Every outrage and tantrum is excused, because Bellow is a genius. “Simply the greatest writer we have,” The New York Times Book Review once called him. While Wasserman has unshakable confidence in his literary talent, she also leaves the impression that Bellow has mastered the art of surrounding himself with people – mostly women – who will go to any lengths to nurture his narcissism. After decades of complicity, Wasserman exacts her revenge with great subtlety. “Saul is as deeply emotional as he is highly intellectual and cerebral, an uncommon com- bination. He seems to need that stimulation to be constantly charged all the time,” she writes. “Perhaps this accounts for the number and duration of his marriages.”

Wasserman, who describes herself as “a real-life character in a living Saul Bellow novel,” was largely responsible for giving Bellow’s career a second wind. It was her idea to publish “A Theft” and “The Bellarosa Connection” as original paperback novellas in 1989, a strategy that was roundly hailed as a stroke of marketing genius. It also established the precedent for Bellow’s most recent novella, “The Actual,” which, like “Handsome Is,” is a love story of sorts.

Harry Trellman is a Chicagoan who has spent time in the Far East, where he discovered he has a flair for business.
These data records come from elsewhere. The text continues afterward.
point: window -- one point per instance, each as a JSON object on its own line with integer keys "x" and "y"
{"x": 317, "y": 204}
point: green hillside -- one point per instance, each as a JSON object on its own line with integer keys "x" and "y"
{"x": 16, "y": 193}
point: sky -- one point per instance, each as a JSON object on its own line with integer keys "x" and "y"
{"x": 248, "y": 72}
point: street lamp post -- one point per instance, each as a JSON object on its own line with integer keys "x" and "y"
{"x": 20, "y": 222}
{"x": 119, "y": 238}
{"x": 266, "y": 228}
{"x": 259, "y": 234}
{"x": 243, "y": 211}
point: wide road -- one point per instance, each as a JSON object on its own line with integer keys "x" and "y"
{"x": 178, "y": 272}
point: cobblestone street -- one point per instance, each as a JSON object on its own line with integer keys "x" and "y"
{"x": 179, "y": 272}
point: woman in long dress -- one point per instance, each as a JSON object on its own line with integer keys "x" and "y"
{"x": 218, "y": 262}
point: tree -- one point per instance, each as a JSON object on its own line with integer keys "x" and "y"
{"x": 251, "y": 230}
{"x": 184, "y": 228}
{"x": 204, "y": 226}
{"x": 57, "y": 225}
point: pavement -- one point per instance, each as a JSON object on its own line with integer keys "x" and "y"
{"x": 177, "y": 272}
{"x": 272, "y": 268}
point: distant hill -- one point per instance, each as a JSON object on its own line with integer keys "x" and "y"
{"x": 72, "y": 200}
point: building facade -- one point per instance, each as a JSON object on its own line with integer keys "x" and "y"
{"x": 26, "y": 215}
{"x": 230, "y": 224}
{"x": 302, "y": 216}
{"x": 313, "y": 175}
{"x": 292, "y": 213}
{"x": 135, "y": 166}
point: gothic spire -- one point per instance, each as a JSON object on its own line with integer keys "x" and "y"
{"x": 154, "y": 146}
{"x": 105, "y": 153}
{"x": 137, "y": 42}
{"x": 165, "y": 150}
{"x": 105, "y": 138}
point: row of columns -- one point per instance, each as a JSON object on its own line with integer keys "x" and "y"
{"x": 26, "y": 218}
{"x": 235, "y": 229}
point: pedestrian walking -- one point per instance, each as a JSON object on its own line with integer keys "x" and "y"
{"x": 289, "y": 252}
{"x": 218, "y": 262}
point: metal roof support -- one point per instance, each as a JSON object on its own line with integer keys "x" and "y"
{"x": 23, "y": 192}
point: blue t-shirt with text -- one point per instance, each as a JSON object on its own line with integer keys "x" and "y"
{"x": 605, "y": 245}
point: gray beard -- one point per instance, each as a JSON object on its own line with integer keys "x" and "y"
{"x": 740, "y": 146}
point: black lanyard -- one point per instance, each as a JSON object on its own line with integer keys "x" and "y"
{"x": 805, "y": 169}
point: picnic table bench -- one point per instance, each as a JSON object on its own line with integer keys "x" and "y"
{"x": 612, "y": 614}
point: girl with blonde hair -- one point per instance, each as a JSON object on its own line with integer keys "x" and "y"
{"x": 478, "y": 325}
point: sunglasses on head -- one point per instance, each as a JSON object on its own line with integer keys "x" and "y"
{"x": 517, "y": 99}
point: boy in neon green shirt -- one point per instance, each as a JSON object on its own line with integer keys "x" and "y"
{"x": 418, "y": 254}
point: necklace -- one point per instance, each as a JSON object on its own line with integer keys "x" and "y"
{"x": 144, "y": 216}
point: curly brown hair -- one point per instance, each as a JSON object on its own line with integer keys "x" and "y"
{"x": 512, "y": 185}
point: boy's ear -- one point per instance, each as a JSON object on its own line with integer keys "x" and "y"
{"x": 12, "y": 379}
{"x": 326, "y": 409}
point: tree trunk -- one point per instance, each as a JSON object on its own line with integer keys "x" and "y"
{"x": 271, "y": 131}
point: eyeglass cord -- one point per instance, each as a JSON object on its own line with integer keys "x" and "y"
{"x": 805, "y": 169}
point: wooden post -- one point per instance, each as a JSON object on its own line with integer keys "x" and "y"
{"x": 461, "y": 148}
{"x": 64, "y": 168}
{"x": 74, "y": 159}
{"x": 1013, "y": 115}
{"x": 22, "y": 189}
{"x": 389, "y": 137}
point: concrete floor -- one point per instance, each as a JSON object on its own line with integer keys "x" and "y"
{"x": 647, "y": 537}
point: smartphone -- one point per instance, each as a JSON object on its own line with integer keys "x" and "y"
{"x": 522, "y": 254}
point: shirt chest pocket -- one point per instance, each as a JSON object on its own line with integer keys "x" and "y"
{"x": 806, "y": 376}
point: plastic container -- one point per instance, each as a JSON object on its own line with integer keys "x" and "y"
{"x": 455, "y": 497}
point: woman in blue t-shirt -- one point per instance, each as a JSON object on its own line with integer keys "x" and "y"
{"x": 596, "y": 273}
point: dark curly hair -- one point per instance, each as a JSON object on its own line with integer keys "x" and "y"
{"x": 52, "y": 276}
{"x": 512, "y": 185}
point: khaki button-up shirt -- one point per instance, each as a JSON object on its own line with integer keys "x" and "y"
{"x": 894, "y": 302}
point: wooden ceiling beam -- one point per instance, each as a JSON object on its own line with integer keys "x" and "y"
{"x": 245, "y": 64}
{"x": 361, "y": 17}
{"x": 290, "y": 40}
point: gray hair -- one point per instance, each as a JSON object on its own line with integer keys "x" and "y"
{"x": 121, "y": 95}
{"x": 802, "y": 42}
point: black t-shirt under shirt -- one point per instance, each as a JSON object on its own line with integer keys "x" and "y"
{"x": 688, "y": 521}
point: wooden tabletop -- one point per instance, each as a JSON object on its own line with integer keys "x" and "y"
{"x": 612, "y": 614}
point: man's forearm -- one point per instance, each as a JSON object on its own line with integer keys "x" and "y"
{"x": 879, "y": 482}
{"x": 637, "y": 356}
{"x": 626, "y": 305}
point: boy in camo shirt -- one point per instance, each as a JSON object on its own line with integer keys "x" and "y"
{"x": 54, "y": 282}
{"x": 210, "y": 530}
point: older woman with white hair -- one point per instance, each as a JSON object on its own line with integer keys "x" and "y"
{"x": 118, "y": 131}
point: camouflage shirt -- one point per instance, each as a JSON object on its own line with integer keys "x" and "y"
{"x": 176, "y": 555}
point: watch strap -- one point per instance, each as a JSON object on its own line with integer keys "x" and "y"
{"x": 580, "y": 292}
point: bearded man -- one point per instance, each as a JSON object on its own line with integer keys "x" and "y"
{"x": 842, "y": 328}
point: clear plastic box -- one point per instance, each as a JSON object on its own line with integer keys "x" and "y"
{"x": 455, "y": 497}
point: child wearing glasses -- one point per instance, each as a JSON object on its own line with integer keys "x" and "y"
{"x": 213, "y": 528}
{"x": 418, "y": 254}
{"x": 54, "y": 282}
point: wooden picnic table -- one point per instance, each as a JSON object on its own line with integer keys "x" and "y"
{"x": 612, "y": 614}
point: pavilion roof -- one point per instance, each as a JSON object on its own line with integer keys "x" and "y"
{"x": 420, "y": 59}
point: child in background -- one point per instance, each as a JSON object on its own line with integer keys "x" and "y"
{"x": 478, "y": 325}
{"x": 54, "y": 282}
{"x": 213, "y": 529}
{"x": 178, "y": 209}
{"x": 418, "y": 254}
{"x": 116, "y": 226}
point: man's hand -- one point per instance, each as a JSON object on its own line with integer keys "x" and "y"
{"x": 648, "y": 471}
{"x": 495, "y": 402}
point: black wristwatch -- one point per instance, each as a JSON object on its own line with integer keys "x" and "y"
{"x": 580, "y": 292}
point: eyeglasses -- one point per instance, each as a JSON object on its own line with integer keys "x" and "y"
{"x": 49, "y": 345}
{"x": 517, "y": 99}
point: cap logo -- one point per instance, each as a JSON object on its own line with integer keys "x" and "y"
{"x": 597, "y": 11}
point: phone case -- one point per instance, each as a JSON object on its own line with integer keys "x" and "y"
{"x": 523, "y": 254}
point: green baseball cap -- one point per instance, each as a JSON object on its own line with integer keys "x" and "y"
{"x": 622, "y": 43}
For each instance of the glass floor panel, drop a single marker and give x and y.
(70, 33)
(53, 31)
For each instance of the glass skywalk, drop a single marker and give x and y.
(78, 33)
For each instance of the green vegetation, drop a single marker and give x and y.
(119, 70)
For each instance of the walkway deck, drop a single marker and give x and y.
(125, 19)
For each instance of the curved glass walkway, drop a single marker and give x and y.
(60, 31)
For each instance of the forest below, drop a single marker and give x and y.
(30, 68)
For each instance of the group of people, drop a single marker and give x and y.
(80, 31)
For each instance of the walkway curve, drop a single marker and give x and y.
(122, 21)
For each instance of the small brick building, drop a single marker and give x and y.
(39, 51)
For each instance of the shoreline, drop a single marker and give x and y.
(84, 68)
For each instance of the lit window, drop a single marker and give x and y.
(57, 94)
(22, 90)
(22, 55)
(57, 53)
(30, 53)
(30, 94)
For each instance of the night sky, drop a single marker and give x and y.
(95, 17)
Now semi-retired, he is asked to join tycoon Sigmund Adletsky’s informal “Brain Trust” to use his skill as a “first-class noticer” and offer advice on a variety of matters. Trellman is simultaneously thrown back together with his childhood sweetheart, Amy Wustrin, who has since had several husbands, the last of whom was Harry’s old friend Jay Wustrin. Jay has recently died, and although he and Amy had been divorced for several years, they are still oddly linked: As a parting joke, Jay had himself buried next to Amy’s mother, who hated him. Amy now wants to move him to a more appropriate plot.

Harry and Amy’s rapprochement is engineered by the clever Adletsky and culminates at the cemetery where Jay is being re-buried. While Amy and Harry watch the gravediggers work, Harry muses over the tenuous nature of their relationship. “We had gotten along for decades without knowing each other,” he thinks to himself. “I had concluded that I was too odd for her. Or that for various other reasons she assumed I could never be domesticated. So my emotions went into storage, more or less permanently.”

Not much more happens in this novella of manners, leading some critics to label it as “Jamesian” – the classic middlebrow compliment paid to minor books by important authors. Bellow is a great novelist, but readers looking for Sammlers, Herzogs or Humboldts in “The Actual” will be sorely disappointed. Having wrung the juice out of a thin story, the master serves up a glass of flat, warm Bellow Lite: wispy characters, fragmentary dialogue and clever scenarios that don’t go anywhere. Where once Bellow crafted dazzling discursive speeches on a variety of intellectual arcana, here he can barely bring himself to go through the motions. “When I met her, she made me think of a course in field theory, and I mean psychological field theory – for which I registered in my student days – having to do with the mental properties of a mental region under mental influences that resembled gravitatonal forces.” Whatever.

When Amy confesses that she has always loved him, Harry’s response is characteristically cryptic and vague. “After 40 years of thinking it over, the best description I could come up with was an actual affinity,’ ” he says. Too bad Saul Bellow decided not to write an actual novel.